W czwartek WIG20 był najlepszym z głównych indeksów na Starym Kontynencie. Notowania DAX praktycznie nie zmieniły się względem środy (+0,03 proc.), a francuski CAC40 zyskał skromne 0,23 proc. Z kolei sesja w USA również przebiegła po myśli byków. S&P 500 wzrósł o 1,96 proc., a Nasdaq o 2,43 proc. Nastroje na Wall Street były dobre z uwagi na trwający sezon wyników, który przynosi pozytywne niespodzianki. Wczoraj Meta (Facebook) pochwalił się wynikami, które pokonały prognozy zarówno jeśli chodzi o przychody, jak i zyski. Notowania Mety wzrosły o blisko 14 proc. Inwestorzy nie przejęli się gorszym odczytem PKB. W ujęciu annualizowanym gospodarka USA urosła w I kwartale o 1,1 proc., wobec szacowanych 2 proc.
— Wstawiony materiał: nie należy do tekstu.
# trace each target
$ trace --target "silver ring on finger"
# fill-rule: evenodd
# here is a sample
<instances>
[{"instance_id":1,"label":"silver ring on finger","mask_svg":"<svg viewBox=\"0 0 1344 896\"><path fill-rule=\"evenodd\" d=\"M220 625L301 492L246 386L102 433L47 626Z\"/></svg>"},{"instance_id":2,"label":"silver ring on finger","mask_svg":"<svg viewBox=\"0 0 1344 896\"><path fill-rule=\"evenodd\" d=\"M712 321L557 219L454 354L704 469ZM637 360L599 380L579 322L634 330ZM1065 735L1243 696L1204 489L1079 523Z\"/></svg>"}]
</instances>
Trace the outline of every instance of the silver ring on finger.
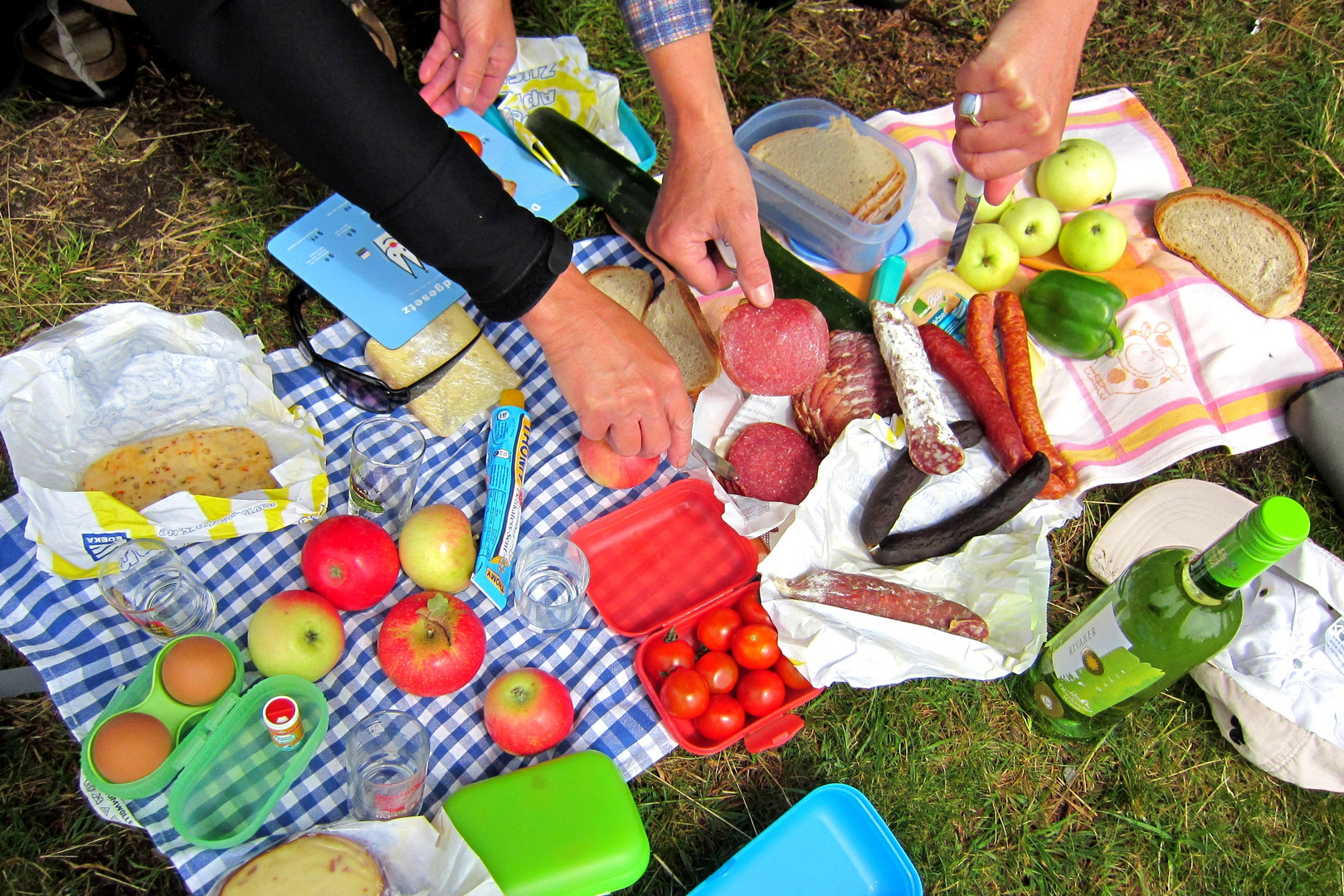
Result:
<instances>
[{"instance_id":1,"label":"silver ring on finger","mask_svg":"<svg viewBox=\"0 0 1344 896\"><path fill-rule=\"evenodd\" d=\"M972 128L980 126L980 110L984 107L985 99L977 93L964 93L961 99L957 101L957 114L970 122Z\"/></svg>"}]
</instances>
Oczekiwania co do dzisiejszej sesji
Z uwagi na koniec kwietnia, dziś kilkadziesiąt spółek z warszawskiego parkietu opublikuje raporty za 2022 r. Część z nich zrobiła to już przed rozpoczęciem handlu, dlatego uwaga inwestorów będzie skupiona przede wszystkim na raportach i konferencjach wynikowych. Z ważnych danych gospodarczych wyróżnić można odczyty o tempie wzrostu PKB w I kwartale w największych europejskich gospodarkach. W kalendarzu makroekonomicznym znajduje się także wiele publikacji wstępnych szacunków CPI. Swoje szacunki opublikuje Francja, Hiszpania, Niemcy oraz Polska. W naszym kraju konsensus zakłada dalszy szybki spadek inflacji do poziomu 14,8 proc. r/r, na co wpływ ma m.in. zmniejszenie się efektu wysokiej bazy oraz stabilizacja cen surowców energetycznych.